After Niamh hadn't been sick in a good 6 hours on Monday night she puked bile, after calling NHS direct they decided that it was a cause for concern and that she should normally be seen at a hospital. Because she was handling it so well (quite alert and active) they decided it would be ok to be taken (swiftly granted) to an Emergency GP saying if the GP thought she needed to go into hospital he would send her on from there. The problem was this was 11pm and I took my overnight meds at 7pm and was almost completely unable to stand let alone go anywhere. That and, neither myself or Chris can drive. So an fast call to my parents and 10 minutes later Niamh's uncle was at our door to take Niamh and Chris to the doctor. But I couldn't go. I have never hated M.E more than knowing that Niamh needed me and being unable to be with her. I was already having enough problems but the added worry and stress caused me to have spasms and shake from head to toe. I was in floods of tears and really needed to be with her. I knew it was really for her own good that I wasn't going though. She needs me to be as well as possible to look after her and care for her. It was this reason I didn't go and if it wasn't the case I don't think that anyone would have been able to stop me. I was lucky that I have a got circle of social networking M.E friends to remind me of this otherwise I think I would have gone to bits.

That being said I don't know how I am going to deal with everything that medically speaking the future holds for Niamh. If she ever has to go to A&E or if she has to have an operation or get admitted into hospital. I know I wouldn't be able to be the one that goes in with her, I have a hard enough time from a deterioration stand point when I have to go in (which thankfully hasn't happened since I was pregnant). Let alone with the added stress or attempting to sleep in a fold down, chair/bed thing. I will hate not being with her, she always wants me to be with her. But I guess I'll get over that hurdle when/if we come to it.

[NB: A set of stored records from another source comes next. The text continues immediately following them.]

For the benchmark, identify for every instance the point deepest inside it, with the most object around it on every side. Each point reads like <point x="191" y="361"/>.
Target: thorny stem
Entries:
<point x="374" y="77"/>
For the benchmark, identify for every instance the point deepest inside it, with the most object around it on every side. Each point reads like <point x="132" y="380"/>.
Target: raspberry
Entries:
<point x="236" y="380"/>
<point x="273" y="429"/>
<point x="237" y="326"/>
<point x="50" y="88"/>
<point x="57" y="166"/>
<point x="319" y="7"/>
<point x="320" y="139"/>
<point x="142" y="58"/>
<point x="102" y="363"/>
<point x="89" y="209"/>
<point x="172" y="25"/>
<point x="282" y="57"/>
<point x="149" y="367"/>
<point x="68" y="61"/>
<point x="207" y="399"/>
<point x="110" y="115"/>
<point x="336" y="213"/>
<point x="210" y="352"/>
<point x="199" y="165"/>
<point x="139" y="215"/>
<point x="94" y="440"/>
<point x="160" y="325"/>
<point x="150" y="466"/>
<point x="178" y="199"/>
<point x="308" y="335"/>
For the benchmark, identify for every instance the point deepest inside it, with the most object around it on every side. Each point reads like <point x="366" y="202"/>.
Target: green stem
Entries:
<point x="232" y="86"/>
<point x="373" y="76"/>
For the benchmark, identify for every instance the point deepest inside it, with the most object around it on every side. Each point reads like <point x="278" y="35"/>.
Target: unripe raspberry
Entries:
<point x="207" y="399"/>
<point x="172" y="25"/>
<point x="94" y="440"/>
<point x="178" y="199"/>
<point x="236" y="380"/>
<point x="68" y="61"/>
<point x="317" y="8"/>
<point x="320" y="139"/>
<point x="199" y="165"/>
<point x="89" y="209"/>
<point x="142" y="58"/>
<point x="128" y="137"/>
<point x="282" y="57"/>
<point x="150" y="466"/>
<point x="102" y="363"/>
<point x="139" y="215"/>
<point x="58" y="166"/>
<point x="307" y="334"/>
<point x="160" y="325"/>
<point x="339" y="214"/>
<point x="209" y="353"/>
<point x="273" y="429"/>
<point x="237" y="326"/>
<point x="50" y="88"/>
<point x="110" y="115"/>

My other big worry is my inability to look after her solo when's she's ill especially after such disturbed nights. Therefore the added pressure of Chris having to have a couple of days off to help out. My family have been fantastic and rallied round doing washing and cleaning so Chris can focus on looking after Niamh and me. I think these worries are always present in the lives of someone suffering from this disease. I just tend and try to push them to the back of my mind most of the time but sometimes of course I am forced to confront it. Then I just use the time to figure out a plan (in this case, Chris will go with her and I will stay home and cry) wallow in it a bit, get upset, write about it and then get on again. Because if I was to think about everything I can't do with/for Niamh it would put a serious dent in my abilities to do things with her. There is a LOT I can do with her and I need to both focus on it and enjoy it!

Here are mine and Niamh's 366 pics from today.

Niamh asleep in her cot (finally moved back into her own room for her afternoon nap) and hiding from the world!


And mine, me and Niamh having asleep snuggles together.


Night folks!

1 comment:

  1. I think it is AMAZING how well you are handling being married and having a child! You have nothing to feel bad about. In the end, your daughter will know you love her because she will see it, feel it and be surround by it. You are a great mom.